PENTICTON – The Government of British Columbia will spend $30,000 to train small and medium-sized business owners to reduce their greenhouse gas emissions, reports Christine McLaren in TheTyee.ca.

“We believe B.C. businesses want to reduce their carbon footprint and prepare for the opportunities of the emerging green economy,” said Minister of State for Climate Action John Yap in a press release. “These workshops will give firms the tools they need to become more competitive and demonstrate climate leadership in a low-carbon world.”

Twenty business leaders will receive $1,500 scholarships from the provincial government to attend three half-day Climate Smart workshops in Kamloops and Kelowna this summer.
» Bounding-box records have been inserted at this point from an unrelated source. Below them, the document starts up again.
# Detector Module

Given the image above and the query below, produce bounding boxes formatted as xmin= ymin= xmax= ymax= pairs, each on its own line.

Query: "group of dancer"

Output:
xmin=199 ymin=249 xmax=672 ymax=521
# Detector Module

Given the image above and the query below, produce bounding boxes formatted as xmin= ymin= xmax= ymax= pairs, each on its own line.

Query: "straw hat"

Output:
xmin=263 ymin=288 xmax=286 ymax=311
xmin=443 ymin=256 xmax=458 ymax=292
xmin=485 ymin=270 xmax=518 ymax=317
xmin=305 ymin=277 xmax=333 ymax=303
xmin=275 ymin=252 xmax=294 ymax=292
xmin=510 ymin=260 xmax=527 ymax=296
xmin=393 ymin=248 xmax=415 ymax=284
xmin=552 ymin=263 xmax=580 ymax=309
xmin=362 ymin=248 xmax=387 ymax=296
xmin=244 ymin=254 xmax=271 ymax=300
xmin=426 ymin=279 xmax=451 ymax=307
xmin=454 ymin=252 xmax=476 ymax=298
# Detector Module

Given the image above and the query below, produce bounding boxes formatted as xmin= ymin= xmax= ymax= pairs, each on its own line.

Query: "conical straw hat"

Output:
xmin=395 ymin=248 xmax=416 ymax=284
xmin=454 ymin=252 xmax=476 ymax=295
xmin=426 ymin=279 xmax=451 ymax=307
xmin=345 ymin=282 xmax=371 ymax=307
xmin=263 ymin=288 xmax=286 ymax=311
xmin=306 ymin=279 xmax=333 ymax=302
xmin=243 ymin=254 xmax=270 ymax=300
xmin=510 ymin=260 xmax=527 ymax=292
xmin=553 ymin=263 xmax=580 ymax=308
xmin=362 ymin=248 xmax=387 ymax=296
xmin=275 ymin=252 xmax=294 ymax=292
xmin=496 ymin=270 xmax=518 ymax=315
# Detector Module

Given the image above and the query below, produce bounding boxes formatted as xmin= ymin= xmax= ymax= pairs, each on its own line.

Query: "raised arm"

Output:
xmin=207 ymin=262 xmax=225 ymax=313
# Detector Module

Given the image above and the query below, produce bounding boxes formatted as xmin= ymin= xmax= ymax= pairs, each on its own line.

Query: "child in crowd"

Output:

Climate Smart is a for-profit division of non-profit Ecotrust Canada which advises businesses on greenhouse gas emission reductions.

The workshops will focus on measuring and reducing greenhouse gasses emissions, with a secondary emphasis on carbon offsetting and public communication of the results.

“The companies come out of that process with a complete inventory that’s been reviewed by us, a list of strategies that they plan to pursue to reduce their emissions, and prepared to make an informed decision around purchasing offsets,” said Michelle Bonner, Director of Training with Climate Smart.

Business owners and Climate Smart also follow up with a secondary emissions inventory a year later to chart their progress.

Bonner says that the program’s focus on small and medium sized businesses is essential, as these are “largely overlooked” by climate change policy and initiatives.

“A lot of attention has been paid to the large emitters who will eventually likely be regulated under the Western Climate Initiative policies coming. And a lot of attention has been paid to individual households, but there’s been very little around small and medium sized businesses.”

The workshops take into consideration the low budget of smaller businesses, guiding them toward “low hanging fruit,” or low-cost actions such as anti-idling policies or switching off lights.

Yet while the program is money well spent in the eyes of program directors, it is not a guarantee of better practices.

Businesses receiving the government scholarships will be selected from a pool of applicants randomly, not by business plan, and will not be required to implement any specific changes after the workshops.

“There’s no requirement or assumption that the companies coming through here will become carbon neutral,” said Bonner.

Workshops will take place elsewhere in the province starting this fall.